【マンション業界の秘密】中国不動産のバブル崩壊は「確実」 日本への影響は23年以降か

都心のマンション群に中国のバブル崩壊が迫っている

リーマン・ショック「影響は軽微」との観測が多かった

 来る2022年、中国の不動産バブルが崩壊することはほぼ確実な情勢となってきた。

 実のところ、現状でもほぼ崩壊している。ただ、あの国には報道の自由がないので実態が分かりにくい。恒大集団などいくつかの大企業が部分デフォルトとなり、物件価格も下落しているようだ。

 中国の不動産バブルは人類史上最大規模であることは間違いない。その崩壊が世界経済や日本経済にどのような影響をもたらすかは、まだ分からない。だが、メディアに出ている観測記事は「影響はほとんどない」という類のものが多い。分からないのなら、分からないと書くべきだ。それを希望的観測で「影響がないはず…」というのは、無責任だろう。

 08年9月、米リーマン・ブラザーズの破綻を当初、日本のメディアやエコノミストのほとんどが「影響は軽微」とする観測を示した。

 しかし、翌09年から日本はとてつもない不況に陥った。東京の街に失業者があふれて、彼らに食事などを提供する「派遣村」ができていた。

 その結果、09年の総選挙で自民党は下野。安倍元首相が言うところの「悪夢の民主党政権」の約3年が始まった。その間に東日本大震災も発生した。日本で景気回復が実感できるのは、13年に始まったアベノミクス以降だ。

 振り返ってみよう。

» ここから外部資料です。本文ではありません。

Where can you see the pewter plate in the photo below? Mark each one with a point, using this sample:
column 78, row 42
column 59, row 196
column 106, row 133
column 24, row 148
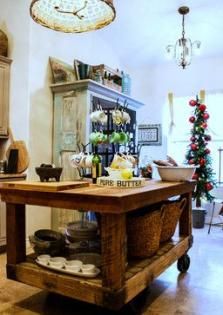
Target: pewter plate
column 63, row 270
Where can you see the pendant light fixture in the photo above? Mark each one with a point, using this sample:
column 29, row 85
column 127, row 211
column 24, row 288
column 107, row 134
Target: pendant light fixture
column 184, row 49
column 73, row 16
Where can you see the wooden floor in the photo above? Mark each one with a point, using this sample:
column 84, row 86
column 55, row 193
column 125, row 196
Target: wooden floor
column 198, row 292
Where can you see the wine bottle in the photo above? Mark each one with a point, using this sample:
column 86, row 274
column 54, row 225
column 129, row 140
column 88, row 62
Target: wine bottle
column 96, row 166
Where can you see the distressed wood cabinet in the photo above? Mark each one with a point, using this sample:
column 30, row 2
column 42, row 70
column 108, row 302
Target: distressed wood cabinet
column 4, row 95
column 72, row 107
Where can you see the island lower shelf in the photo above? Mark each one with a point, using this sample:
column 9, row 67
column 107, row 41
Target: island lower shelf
column 139, row 274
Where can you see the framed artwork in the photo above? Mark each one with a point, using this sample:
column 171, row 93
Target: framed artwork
column 61, row 71
column 150, row 134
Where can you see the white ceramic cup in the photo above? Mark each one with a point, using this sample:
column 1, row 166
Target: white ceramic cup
column 57, row 262
column 73, row 265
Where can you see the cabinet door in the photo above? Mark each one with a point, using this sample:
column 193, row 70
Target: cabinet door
column 4, row 97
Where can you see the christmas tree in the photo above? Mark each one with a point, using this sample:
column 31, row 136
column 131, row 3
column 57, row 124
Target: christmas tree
column 199, row 153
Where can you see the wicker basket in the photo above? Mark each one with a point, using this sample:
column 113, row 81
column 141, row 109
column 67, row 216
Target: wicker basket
column 172, row 212
column 143, row 233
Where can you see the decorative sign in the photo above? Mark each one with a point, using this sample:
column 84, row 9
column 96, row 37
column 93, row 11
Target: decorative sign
column 150, row 134
column 107, row 181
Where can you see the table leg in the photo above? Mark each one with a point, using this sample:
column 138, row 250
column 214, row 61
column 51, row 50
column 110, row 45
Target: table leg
column 185, row 226
column 113, row 243
column 15, row 224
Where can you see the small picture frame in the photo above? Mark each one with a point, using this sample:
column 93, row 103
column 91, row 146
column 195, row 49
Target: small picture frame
column 150, row 134
column 61, row 71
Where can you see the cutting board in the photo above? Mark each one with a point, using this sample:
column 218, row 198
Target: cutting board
column 23, row 155
column 45, row 186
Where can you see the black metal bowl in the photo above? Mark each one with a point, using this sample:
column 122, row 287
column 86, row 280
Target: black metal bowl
column 46, row 241
column 45, row 173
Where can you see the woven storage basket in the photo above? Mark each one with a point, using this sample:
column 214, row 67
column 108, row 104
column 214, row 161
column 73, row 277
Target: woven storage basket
column 143, row 233
column 172, row 212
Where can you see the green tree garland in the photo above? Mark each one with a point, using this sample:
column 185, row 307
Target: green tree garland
column 199, row 154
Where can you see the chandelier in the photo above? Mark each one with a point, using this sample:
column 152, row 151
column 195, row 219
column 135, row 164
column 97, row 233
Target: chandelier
column 73, row 16
column 184, row 49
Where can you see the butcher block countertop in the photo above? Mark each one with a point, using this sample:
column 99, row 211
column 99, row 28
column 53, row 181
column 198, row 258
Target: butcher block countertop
column 93, row 197
column 7, row 177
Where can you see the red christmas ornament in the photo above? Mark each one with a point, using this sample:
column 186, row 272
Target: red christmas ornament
column 206, row 116
column 193, row 146
column 207, row 138
column 192, row 103
column 202, row 161
column 195, row 176
column 208, row 186
column 202, row 107
column 192, row 119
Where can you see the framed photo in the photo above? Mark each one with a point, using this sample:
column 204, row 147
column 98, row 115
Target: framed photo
column 61, row 71
column 150, row 134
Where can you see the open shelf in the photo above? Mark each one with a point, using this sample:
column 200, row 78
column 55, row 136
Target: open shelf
column 139, row 274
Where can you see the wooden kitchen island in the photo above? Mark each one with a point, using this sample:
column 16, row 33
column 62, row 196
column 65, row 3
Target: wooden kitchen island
column 118, row 282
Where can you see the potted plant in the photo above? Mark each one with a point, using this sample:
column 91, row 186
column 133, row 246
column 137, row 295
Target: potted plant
column 199, row 154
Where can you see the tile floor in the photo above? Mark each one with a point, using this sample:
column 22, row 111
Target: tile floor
column 197, row 292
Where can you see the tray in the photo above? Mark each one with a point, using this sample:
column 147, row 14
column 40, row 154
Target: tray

1990年代に日本のバブルは崩壊したが、世界経済への影響は軽微だった。

 今回の中国不動産バブルの崩壊も、その事例をベースに考えれば、日本経済はあまり影響を受けないはずなのだが、歴史は繰り返すのではなく「韻を踏む」と言われる。あるいは、歴史が繰り返される場合は「一度目は悲劇として、二度目は喜劇として」となるのである。

日本の都心部新築マンションが好調な理由

 今、なぜか日本の都心部で販売されている新築マンションが好調だ。

 日本の2021年7―9月期のGDPは調整後に年率マイナス3・5%になった。明らかな不況である。であるのにマンションが売れるのはおかしい。

 ここには本来の「住むため」の需要以外の力が働いている。不健全なバブル的投機需要である。その一角を占めるのが、中国からのマネー逃避とみている。

 中国の主要都市の一等地と比べると、日本の不動産は割安に映る。「上海でマンション1戸を買う値段で東京ではビルが買える」というのは、この1年あたり前からよく耳にするフレーズだ。

 その中国の不動産バブルが22年、可視的に崩れると、どうなるのか。

 22年いっぱいは大きな影響を受けずに済むかもしれない。理由は中国の不動産市場と日本経済は直接つながっていないから。

 だが、中国経済全体がマイナス成長に陥れば、業績不振となる日本企業も出て、不況色が強まる。日本経済が減速し、不動産市場にマイナスの影響が出るのは早くても22年後半。本格的な下落圧力が生じるのは23年以降ではないか。


 ■榊淳司(さかき・あつし) 住宅ジャーナリスト。同志社大法学部および慶応大文学部卒。不動産の広告・販売戦略立案・評論の現場に30年以上携わる(www.sakakiatsushi.com)。著書に「マンションは日本人を幸せにするか」(集英社新書)など多数。